Putting together a kit
The other advantage of an accurate site survey is it allows a specific kit of equipment to be compiled for a job, rather than filling a truck with whatever might be needed. That said, it is never possible to predict with 100 per cent accuracy exactly what equipment will be needed—there may still be the occasional last-minute trip to a hardware store!
A typical toolkit will include a cordless drill with a variety of bits, stud finder, screwdriver, level, hammer, pencil, socket wrench, stepladder, tape measure, sheetrock saw, Category 5 (Cat5) termination tools and tester, extension cord and Universal Serial Bus (USB) keyboard, mouse and flash drive. Other must-have items include black wire ties, industrial-strength Velcro and wire and jack labels. At the ‘nice-to-have’ level are Category 6 (Cat6) cable, wall jacks and plates, eight-conductor modular plugs, cable covers and an assortment of togglers and lag bolts.
Another question is whether or not the site can receive and store equipment relating to its digital signage network. Office buildings usually can, while retail stores and restaurants generally cannot. This will affect kitting, shipping and staging.
For multiple installation locations, density is a factor in deciding whether to centralize storage or ship direct. It is important to tightly co-ordinate shipping logistics with the installation schedule, so as to help minimize the risk of lost or mishandled equipment and to avoid having to abort installations when the equipment is not on-site on time.
For larger, repeatable digital signage deployments, an installation manual should be created, with lots of pictures and a minimum of words, as it needs to be short and easy to read. Pictures are helpful at identifying key deliverables—such as ensuring the mount is level on the wall—that are important for the installer to know in advance.
The manual should not only align its outlined steps with those of the actual installation, but also highlight the most important and/or most frequently skipped steps (e.g. “Call before you leave the site”). With this in mind, it is a good idea to test the guide against an actual installation or two (or more).
Tapping into infrastructure
Digital signage depends on IT network infrastructure, which must be considered on a site-by-site basis.

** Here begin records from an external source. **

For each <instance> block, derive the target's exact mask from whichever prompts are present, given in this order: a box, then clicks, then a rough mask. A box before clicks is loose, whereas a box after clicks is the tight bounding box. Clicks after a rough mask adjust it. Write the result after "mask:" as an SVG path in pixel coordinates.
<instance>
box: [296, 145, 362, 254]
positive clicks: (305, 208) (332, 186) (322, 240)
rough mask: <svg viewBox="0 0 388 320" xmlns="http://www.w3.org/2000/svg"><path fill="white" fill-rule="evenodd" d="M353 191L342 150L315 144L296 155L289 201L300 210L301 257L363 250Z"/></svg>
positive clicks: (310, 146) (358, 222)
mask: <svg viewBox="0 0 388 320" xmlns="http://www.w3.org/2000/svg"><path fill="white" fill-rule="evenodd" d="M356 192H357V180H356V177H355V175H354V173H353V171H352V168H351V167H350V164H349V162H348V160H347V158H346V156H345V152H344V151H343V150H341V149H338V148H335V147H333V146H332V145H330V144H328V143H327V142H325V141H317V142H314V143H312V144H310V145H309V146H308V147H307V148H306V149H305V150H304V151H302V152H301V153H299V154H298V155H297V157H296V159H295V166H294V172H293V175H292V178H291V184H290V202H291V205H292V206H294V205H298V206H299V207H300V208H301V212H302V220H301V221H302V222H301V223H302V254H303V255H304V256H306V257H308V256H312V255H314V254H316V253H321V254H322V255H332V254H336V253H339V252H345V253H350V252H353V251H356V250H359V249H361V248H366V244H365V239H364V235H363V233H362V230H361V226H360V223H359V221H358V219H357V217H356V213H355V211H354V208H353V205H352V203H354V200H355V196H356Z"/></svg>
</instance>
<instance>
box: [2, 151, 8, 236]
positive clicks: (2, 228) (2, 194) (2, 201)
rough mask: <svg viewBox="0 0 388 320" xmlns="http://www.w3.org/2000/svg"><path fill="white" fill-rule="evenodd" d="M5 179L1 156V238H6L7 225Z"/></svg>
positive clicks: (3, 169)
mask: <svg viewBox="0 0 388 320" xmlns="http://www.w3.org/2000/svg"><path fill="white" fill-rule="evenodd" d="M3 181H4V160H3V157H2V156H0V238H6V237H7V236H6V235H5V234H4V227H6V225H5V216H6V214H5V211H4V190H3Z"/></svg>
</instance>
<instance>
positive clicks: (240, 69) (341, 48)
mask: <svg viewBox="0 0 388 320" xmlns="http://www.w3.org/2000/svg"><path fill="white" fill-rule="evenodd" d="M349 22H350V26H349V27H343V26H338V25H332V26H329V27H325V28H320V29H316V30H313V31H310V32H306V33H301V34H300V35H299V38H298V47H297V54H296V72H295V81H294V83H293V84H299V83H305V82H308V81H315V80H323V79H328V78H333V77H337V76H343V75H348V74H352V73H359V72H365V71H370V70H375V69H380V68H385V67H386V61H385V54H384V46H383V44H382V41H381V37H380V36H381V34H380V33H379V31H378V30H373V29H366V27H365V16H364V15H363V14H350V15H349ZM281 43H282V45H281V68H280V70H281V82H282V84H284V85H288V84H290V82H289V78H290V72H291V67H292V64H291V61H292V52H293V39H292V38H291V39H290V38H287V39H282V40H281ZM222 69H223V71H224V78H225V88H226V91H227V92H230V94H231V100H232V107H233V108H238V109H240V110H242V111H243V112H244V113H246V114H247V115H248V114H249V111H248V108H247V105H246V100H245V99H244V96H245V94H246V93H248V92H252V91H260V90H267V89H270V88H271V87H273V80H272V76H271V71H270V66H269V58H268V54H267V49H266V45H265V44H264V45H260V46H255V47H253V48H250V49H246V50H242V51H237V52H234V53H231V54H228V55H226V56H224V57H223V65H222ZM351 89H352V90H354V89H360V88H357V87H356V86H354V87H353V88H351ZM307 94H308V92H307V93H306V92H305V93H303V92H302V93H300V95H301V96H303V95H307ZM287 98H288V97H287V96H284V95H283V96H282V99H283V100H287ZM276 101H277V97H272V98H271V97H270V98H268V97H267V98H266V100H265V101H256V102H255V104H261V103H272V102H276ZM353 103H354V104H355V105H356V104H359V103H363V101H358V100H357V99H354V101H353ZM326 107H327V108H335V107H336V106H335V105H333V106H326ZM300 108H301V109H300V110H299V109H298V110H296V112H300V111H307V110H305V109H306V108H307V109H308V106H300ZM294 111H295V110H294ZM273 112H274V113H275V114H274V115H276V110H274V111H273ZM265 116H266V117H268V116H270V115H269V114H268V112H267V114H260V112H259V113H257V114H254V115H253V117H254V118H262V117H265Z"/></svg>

In a retail store, for example, there is often already a corporate IT network, but one that is kept secure, as it handles point-of-sale (POS) transactions and other sensitive data. So, the installer will usually need to put in a parallel network instead of using the existing one.
In other cases, a suitable network may be already in place and operational, but additional equipment might still be needed to support the media players (e.g. extra ports, switches and wireless routers) and the network may need to be specially configured to support the screens.
The question of who provides the network needs to be asked at the outset, in relation to where the screens will be installed and what the project is intended to achieve. These cannot be afterthoughts. The network is the most underestimated ‘time sink’ in digital signage installations.
Similarly, power outlet locations must be clearly specified to an electrician, including their exact distance above the floor and horizontal range from fixed landmarks on the walls. The outlets should be completely hidden behind the installed displays. Studs and other obstacles can also affect outlet locations.
A dedicated circuit breaker is helpful to keeping digital signage on continually, but it too will involve considerations of distances from panels to outlets, any obstacles along the routing path, conduits, space in the electrical panel for new breakers and access to the electrical room.